If you need to compile more than one program, you can also invoke a new Compiler and specify multiple ZKP programs. We'll see how to do this later on.

Constructing a runtime

We'll need a ZkpRuntime to interact with compiled ZKP programs.

use sunscreen::{
    bulletproofs::BulletproofsBackend,
    types::zkp::{BulletproofsField, Field, FieldSpec},
    zkp_program, zkp_var, Error, ZkpProgramFnExt
};
#[zkp_program]
fn either<F: FieldSpec>(
    #[private] x: Field<F>,
    #[public] y: Field<F>,
    #[public] z: Field<F>,
) {
    let zero = zkp_var!(0);
    let poly = (y - x) * (z - x);
    poly.constrain_eq(zero);
}
fn main() -> Result<(), Error> {
    let either_zkp = either.compile::<BulletproofsBackend>()?;
    let runtime = either.runtime::<BulletproofsBackend>()?;

    let x = BulletproofsField::from(64);
    let y = BulletproofsField::from(64); 
    let z = BulletproofsField::from(1000); 

    Ok(())
}

To construct a ZkpRuntime, we need to specify which proof system we're interested in using. Currently, the only supported backend is the Bulletproofs proof system so we use BulletproofsBackend.

As mentioned earlier, in ZKP land, we're working with field elements (specifically whatever field we've chosen to use in the corresponding ZKP system). For this example, we're using BulletproofsBackend so we'll want to specify that x, y, and z need to be field elements from whatever field is being utilized there. We do this via BulletproofsField::from.

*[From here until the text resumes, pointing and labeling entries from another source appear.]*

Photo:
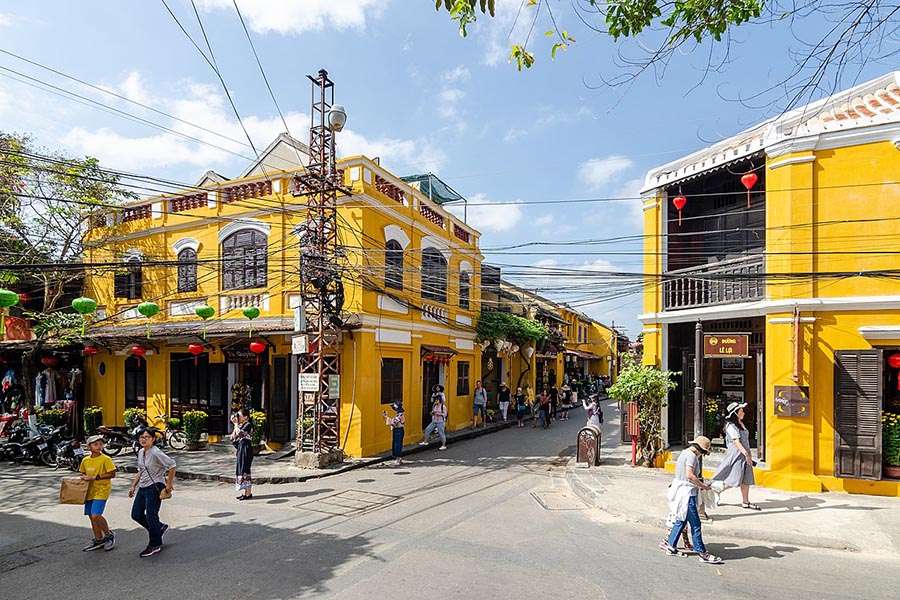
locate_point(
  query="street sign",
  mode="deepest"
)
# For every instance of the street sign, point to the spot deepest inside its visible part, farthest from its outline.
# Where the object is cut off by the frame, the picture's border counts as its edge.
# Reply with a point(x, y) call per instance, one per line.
point(309, 382)
point(726, 345)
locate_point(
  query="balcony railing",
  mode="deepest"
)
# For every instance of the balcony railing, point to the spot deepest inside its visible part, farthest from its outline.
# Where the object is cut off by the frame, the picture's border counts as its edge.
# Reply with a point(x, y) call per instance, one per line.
point(726, 282)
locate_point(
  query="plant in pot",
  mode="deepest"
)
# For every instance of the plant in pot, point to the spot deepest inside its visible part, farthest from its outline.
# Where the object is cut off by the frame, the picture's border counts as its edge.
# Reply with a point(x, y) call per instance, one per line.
point(194, 425)
point(92, 419)
point(890, 444)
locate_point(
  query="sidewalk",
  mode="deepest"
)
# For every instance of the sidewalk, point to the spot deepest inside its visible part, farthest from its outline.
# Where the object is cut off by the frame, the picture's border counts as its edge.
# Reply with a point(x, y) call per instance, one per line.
point(216, 465)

BulletproofsField is the scalar field of the group used in our curve (Curve25519). Specifically, this will be integers mod 2^252 + 27742317777372353535851937790883648493.

Proving and verifying

Finally, let's see the runtime in action.

use sunscreen::{
    bulletproofs::BulletproofsBackend,
    types::zkp::{BulletproofsField, Field, FieldSpec},
    zkp_program, zkp_var, Error, ZkpProgramFnExt
};
#[zkp_program]
fn either<F: FieldSpec>(
    #[private] x: Field<F>,
    #[public] y: Field<F>,
    #[public] z: Field<F>,
) {
    let zero = zkp_var!(0);
    let poly = (y - x) * (z - x);
    poly.constrain_eq(zero);
}
fn main() -> Result<(), Error> {
    let either_zkp = either.compile::<BulletproofsBackend>()?;
    let runtime = either.runtime::<BulletproofsBackend>()?;

    let x = BulletproofsField::from(64);
    let y = BulletproofsField::from(64);
    let z = BulletproofsField::from(1000);

    // Generate a proof that x is equal to either y or z
    let proof = runtime
        .proof_builder(&either_zkp) // compiled ZKP program
        .private_input(x)           // private inputs
        .public_input(y)            // public inputs
        .public_input(z)
        .prove()?;

    // Verify the proof
    runtime
        .verification_builder(&either_zkp) // compiled ZKP program
        .proof(&proof)                     // proof created by prover
        .public_input(y)                   // public inputs
        .public_input(z)
        .verify()?;

    Ok(())
}

As you can see, for both proving and verifying, the first thing we do is specify the compiled ZKP program. The proof_builder method returns a builder which takes the public and private inputs to produce a proof that will then be passed to the verifier. Accordingly, the verification_builder method returns a builder which takes in the proof and public inputs.

Notice that both proof generation and verification are fallible operations. If you try to construct an invalid proof, the runtime will return an error. This prevents you the prover from trying to send an invalid proof to a verifier, only to be rejected later. Lastly, verification will return an error if the proof is invalid. Also notice that because we are propagating errors with ?, as long as this program exits with code 0, then proof generation and verification have succeeded!

In practice, the prover and verifier are separate entities so ZkpRuntime::prove and ZkpRuntime::verify will happen on different machines but both must have access to the ZKP program either_zkp. They can import it from a common Rust library. Finally, the proof is serializable and can be sent from the prover to the verifier. A realistic example of this multi-machine setting can be found in Applications.